Particularly for web based companies (SaaS and Cloud Computing utilizing ones) it is vital that the work they do every day in all areas actually adds value. What this means in practice is the necessity to increase throughput: things need to be happening more ..agile. What comes with it, is the improvement of the company image, as predictability and delivery times get better. Along with these better quality should come naturally. The problem that the systems teams often have when trying an Agile approach is the difficulty with committing to a short term iteration and making room for retrospective and review meetings. So the problem with Agile methods for systems teams is allowing them flexibility.
How Kanban may be the best way to go?
This methodology bases on two rules - only allowing for work to be pulled by the team (when it's ready for it) and on placing a limit onto how many tasks can be progressed at any given time. Because Kanban is all about workflow management, it suits systems administration perfectly, staying in line with changing demand, facilitating quality improvement and optimization of flow.
How does it work?
Kanban asks for visualization of the process. It normally happens on a board with task cards, that symbolize the work items. The board is divided into process stages, and each or some of these stages have a WIP limit applied, therefore making it simple to manage the workflow and keep the team informed about what's going on.
What are the benefits?
Kanban helps systems admins in three distinct ways:
- - it strengthens the trust between the team and the end user, since the team is able to respond quickly and prioritize well.
- - it makes quality improvements easy - thanks to WIP limits, which eliminate multitasking, reduces waste and makes any bottlenecks visible.
- - it improves efficiency, what has been proven over and over again by both the original industrial Kanban users at Toyota, and by software development teams with Microsoft at their head. This simply is the best way to get a lot of work items through a system.
- - it promotes self-management - since the entire process is visible on the board, any of the team members can just pull work when they're ready without any external need for being managed.

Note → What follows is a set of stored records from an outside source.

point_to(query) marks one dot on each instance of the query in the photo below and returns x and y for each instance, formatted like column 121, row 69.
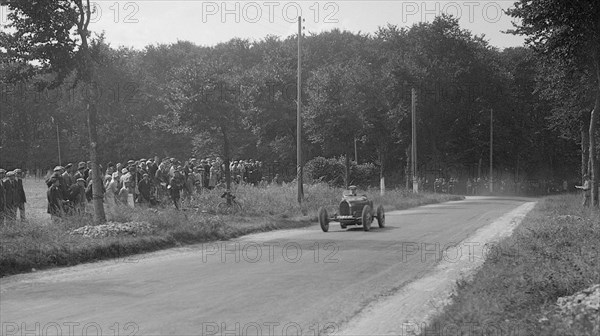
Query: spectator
column 10, row 189
column 55, row 198
column 145, row 189
column 77, row 196
column 112, row 189
column 175, row 187
column 21, row 199
column 587, row 190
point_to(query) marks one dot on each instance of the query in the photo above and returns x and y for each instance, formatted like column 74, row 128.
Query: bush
column 333, row 171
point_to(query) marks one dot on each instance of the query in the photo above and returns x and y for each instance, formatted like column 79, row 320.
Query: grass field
column 40, row 243
column 553, row 253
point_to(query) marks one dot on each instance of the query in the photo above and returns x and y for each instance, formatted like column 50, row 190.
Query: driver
column 352, row 190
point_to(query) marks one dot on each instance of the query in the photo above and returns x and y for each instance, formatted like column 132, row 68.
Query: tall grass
column 38, row 244
column 553, row 253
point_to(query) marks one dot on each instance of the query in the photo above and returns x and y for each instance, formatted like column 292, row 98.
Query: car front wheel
column 323, row 219
column 366, row 218
column 380, row 216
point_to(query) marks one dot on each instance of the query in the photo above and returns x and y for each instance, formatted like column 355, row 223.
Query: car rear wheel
column 380, row 216
column 323, row 219
column 366, row 218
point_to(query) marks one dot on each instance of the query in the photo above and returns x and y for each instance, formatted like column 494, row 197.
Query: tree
column 568, row 31
column 42, row 32
column 210, row 95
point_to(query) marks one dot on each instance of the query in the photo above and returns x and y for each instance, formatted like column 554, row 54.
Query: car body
column 353, row 209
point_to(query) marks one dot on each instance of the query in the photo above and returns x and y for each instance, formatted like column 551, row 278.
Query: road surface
column 289, row 282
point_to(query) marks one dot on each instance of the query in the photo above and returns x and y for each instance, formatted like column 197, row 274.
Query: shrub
column 333, row 171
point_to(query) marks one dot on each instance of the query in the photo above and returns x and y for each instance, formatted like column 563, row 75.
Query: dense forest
column 182, row 100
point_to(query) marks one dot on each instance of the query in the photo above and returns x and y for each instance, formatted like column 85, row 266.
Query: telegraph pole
column 414, row 140
column 57, row 140
column 299, row 117
column 491, row 150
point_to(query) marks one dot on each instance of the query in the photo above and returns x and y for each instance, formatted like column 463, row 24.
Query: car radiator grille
column 344, row 209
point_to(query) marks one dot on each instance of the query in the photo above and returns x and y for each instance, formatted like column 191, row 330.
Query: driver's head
column 352, row 190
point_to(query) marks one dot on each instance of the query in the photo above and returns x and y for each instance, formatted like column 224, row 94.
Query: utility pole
column 299, row 117
column 355, row 151
column 491, row 150
column 414, row 140
column 57, row 140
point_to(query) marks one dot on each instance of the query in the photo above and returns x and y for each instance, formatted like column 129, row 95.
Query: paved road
column 275, row 283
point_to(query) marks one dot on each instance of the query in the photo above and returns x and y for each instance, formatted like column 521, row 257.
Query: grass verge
column 553, row 253
column 37, row 244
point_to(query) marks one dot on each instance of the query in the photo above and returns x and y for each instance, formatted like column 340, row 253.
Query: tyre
column 381, row 216
column 223, row 208
column 366, row 218
column 227, row 209
column 323, row 219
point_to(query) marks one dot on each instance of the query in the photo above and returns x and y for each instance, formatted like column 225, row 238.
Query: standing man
column 2, row 197
column 67, row 176
column 587, row 190
column 80, row 172
column 77, row 196
column 21, row 199
column 10, row 187
column 175, row 186
column 55, row 199
column 145, row 189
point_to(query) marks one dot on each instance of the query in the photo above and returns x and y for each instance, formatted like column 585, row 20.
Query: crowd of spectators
column 12, row 195
column 145, row 182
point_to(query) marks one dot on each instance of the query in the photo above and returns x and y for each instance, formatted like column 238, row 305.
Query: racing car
column 353, row 210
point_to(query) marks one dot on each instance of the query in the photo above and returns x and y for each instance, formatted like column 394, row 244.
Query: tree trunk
column 97, row 188
column 226, row 158
column 381, row 168
column 86, row 72
column 347, row 172
column 593, row 121
column 585, row 143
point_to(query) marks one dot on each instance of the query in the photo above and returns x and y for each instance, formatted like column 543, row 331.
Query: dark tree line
column 237, row 100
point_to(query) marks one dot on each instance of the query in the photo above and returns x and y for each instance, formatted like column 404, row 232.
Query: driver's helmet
column 352, row 190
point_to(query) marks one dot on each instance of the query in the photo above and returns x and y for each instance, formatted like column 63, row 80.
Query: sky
column 140, row 23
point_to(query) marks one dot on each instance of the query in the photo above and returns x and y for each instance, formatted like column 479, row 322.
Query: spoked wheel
column 323, row 219
column 381, row 216
column 366, row 218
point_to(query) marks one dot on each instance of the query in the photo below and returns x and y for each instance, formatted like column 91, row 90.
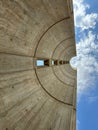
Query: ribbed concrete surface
column 37, row 98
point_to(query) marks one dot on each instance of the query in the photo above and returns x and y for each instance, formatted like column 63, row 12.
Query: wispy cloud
column 87, row 47
column 82, row 19
column 92, row 99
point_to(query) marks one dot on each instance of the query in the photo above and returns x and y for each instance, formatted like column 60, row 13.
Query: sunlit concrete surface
column 33, row 97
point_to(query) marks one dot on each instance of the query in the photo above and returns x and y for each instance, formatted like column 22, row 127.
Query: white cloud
column 86, row 63
column 82, row 19
column 92, row 99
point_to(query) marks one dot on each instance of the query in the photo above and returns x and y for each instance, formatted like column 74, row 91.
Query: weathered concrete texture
column 37, row 98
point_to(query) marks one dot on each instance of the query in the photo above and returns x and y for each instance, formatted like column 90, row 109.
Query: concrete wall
column 37, row 98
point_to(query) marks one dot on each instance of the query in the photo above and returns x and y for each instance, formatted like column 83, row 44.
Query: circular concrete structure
column 34, row 97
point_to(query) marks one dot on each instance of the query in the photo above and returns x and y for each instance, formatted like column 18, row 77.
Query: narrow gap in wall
column 56, row 62
column 40, row 62
column 52, row 62
column 60, row 62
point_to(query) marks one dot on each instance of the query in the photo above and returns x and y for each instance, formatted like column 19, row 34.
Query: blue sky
column 86, row 28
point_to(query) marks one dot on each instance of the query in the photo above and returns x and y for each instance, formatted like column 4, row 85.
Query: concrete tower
column 34, row 97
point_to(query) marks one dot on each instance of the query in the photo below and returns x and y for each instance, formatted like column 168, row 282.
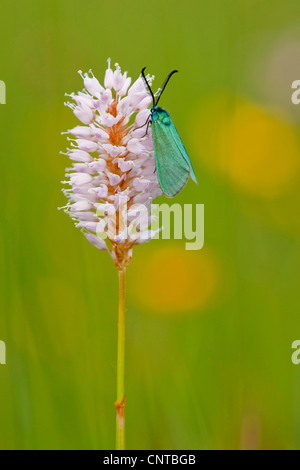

How to get Kanban into your organization?The author of this article suggests some great ways of introducing Kanban to your management and to the team, by which they will see the benefits of its application without your need to talk extensively. You can play some Kanban games, focused around the WIP limits, later make the team decide on their process stages, and set up the board in a place visible and accessible to all.
Once this is done, transfer your current backlog into the board, set up a WIP limit and get to work. It's good to play around with some prioritization settings, explaining to the manager and stake holders how flexible the tool is. Set up your internal policies (who can pull tasks from where and when, how do you communicate a card movement etc.) Make decisions about how will the incoming requests (tickets) be placed on the board. The system needs to be clear and understood by the whole team. It's also beneficial to stick to daily Stand-Up meetings, but rather than discuss who is doing what, talk about what is needed to complete a certain stage, how can the process be improved and made easier. On top of this, a regular review meeting is also of benefit. It gives opportunity to retrospect on what works and doesn't work in the long run.
Always get better
Thanks to system transparency, regular meetings and reviews you will be able to apply the Kanban rule of Kaizen: striving for continuous improvement. Because of this your process will get easier and more effective with time.